Penelitian yang dilakukan oleh Muhammamah (2008), Handoyo (2009),

dan Anna dan Dwi (2011) tidak berpengaruh signifikan. Sedangkan penelitian

yang dilakukan oleh Renggani (1998), Asih (2007), dan Agustania (2009)

menyimpulkan bahwa variabel jumlah pinjaman berpengaruh signifikan positif

terhadap kelancaran pengembalian kredit. Besarnya jumlah pinjaman yang


diterima oleh debitur akan mempengaruhi produktivitas debitur. Karena dengan

jumlah pinjaman yang besar maka debitur mempunyai kesempatan untuk

mengembangkan usahanya. Dengan meningkatnya produktivitas tersebut maka

akan meningkatkan pendapatan debitur dan akan meningkatkan kelancaran

pengembalian kredit. Sehingga diduga jumlah pinjaman berpengaruh positif

terhadap Tingkat Pengembalian Kredit.

Berdasarkan dengan apa yang dipaparkan diatas serta masih banyak nya

kasus pengembalian kredit tidak lancar yang dipengaruhi oleh omzet usaha dan

jumlah pinjaman yang terjadi di BRI Unit Pasar Panas, maka saya sebagai penulis

tertarik untuk melakukan penelitian yang lebih lanjut dengan judul “Pengaruh

Omzet Usaha Jumlah Pinjaman Terhadap Tingkat Pengembalian Kredit

Usaha Rakyat (KUR) (Studi Kasus BRI Unit Pasar Panas Cabang Tanjung

Tabalong)”.

Perumusan Masalah

Berdasarkan paparan pada latar belakang tersebut dapat dirumuskan

permasalahan sebagai berikut:

1. Apakah omzet usaha berpengaruh terhadap tingkat pengembalian kredit usaha

rakyat (KUR) di BRI Unit Pasar Panas.

2. Apakah jumlah pinjaman Berpengaruh terhadap tingkat pengembalian kredit

usaha rakyat (KUR) di BRI Unit Pasar Panas.

Tujuan Penelitian

Berdasarkan perumusan masalah yang telah dikemukakan, maka penelitian

ini bertujuan:
1. Untuk mengetahui pengaruh omzet usaha terhadap tingkat pengembalian

kredit usaha rakyat (KUR) di BRI Unit Pasar Panas.

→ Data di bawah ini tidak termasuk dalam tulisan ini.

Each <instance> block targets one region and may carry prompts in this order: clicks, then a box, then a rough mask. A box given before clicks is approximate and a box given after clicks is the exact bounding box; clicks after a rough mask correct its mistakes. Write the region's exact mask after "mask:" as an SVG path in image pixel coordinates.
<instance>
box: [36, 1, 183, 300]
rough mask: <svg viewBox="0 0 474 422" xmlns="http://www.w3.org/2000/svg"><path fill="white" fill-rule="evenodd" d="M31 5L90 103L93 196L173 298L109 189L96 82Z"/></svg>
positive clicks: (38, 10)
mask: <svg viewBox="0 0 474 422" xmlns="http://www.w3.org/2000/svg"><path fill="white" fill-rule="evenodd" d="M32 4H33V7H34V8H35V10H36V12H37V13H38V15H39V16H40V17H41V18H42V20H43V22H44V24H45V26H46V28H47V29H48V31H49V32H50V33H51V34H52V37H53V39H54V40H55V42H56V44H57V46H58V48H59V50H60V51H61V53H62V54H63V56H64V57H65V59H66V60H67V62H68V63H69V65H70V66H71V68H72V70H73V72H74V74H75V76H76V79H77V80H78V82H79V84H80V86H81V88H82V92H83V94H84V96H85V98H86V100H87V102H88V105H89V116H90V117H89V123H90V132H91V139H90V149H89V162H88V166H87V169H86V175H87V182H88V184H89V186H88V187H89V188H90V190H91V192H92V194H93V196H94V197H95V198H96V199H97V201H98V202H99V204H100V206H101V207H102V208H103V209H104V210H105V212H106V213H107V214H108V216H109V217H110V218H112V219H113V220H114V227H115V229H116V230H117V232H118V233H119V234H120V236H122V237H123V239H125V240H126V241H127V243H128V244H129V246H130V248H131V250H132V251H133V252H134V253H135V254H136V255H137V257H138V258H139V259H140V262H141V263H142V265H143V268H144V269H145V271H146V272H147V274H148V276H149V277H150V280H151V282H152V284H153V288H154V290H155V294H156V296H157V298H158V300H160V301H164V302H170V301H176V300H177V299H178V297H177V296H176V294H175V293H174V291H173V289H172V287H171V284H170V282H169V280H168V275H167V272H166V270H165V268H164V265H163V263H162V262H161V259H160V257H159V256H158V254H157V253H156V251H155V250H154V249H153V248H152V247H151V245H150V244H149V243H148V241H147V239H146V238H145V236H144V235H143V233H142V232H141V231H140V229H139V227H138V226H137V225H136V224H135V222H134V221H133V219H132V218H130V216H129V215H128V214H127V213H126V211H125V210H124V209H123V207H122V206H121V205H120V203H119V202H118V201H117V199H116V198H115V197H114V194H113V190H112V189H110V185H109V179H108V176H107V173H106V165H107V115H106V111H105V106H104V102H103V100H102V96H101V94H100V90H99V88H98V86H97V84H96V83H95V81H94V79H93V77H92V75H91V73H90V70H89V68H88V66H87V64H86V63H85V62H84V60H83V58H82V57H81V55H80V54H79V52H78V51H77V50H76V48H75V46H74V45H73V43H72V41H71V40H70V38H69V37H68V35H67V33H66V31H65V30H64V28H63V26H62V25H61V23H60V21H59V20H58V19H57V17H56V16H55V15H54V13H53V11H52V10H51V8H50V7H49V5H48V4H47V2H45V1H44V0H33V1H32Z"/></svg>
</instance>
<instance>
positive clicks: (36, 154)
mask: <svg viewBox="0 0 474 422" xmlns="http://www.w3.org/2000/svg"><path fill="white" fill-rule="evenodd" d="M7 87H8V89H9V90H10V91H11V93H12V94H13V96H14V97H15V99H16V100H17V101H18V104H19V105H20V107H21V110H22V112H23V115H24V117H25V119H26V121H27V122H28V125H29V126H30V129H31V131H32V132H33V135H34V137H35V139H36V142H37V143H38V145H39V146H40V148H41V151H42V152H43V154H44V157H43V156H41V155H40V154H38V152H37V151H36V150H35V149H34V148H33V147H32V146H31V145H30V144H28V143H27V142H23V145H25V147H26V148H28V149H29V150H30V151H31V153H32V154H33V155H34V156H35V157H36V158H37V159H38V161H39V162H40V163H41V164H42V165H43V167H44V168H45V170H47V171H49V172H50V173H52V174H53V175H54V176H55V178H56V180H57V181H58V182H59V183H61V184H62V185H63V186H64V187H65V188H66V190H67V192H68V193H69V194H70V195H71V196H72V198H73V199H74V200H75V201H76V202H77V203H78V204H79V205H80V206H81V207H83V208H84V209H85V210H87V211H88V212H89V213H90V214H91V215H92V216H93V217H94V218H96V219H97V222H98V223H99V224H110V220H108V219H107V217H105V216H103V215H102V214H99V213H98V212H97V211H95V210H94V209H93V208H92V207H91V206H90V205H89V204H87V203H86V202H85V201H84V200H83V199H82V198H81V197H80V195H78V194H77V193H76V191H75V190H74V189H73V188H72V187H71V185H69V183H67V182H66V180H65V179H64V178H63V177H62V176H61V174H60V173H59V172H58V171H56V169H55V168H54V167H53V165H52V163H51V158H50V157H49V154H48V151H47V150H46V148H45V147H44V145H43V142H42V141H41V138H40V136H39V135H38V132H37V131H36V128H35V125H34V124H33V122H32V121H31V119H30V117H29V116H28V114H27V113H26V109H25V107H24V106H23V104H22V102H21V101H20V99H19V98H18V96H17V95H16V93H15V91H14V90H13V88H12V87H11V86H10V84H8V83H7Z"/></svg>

2. Untuk mengetahui pengaruh jumlah pinjaman terhadap tingkat pengembalian

kredit usaha rakyat (KUR) di BRI Unit Pasar Panas.

Kegunaan Penelitian

1. Hasil penelitian ini diharapkan berguna bagi manajemen PT Bank BRI

terutama bagi BRI Unit Pasar Panas sebagai masukan dan solusi untuk dapat

mengetahui pengaruh omzet usaha dan jumlah pinjaman terhadap kelancaran

pengembalian KUR oleh debiturnya sehingga bank dapat mengantisipasi

pengaruh tersebut untuk meningkatkan kualitas kredit dan PT Bank BRI

menjadi bank yang handal dalam menjalankan perannya.

2. Bagi penulis penelitian ini berguna untuk mengaplikasikan teori-teori yang

pernah dipelajari untuk mengkaji berbagai fakta yang terjadi di lembaga

perbankan dan penelitian ini berguna sebagai sarana untuk menambah

pengetahuan dan mampu menambah wawasan penulis dilapangan serta

merupakan salah satu syarat dalam menyelesaikan studi di Sekolah Tinggi

Ilmu Pertanian (STIPER) Amuntai.

3. Bagi pembaca, dapat digunakan untuk menambah pengetahuan tentang

pengaruh omzet usaha dan jumlah pinjaman terhadap tingkat pengembalian

kredit usaha rakyat (KUR) oleh debitur serta dapat dijadikan sebagai salah

satu bahan referensi untuk penelitian lebih lanjut.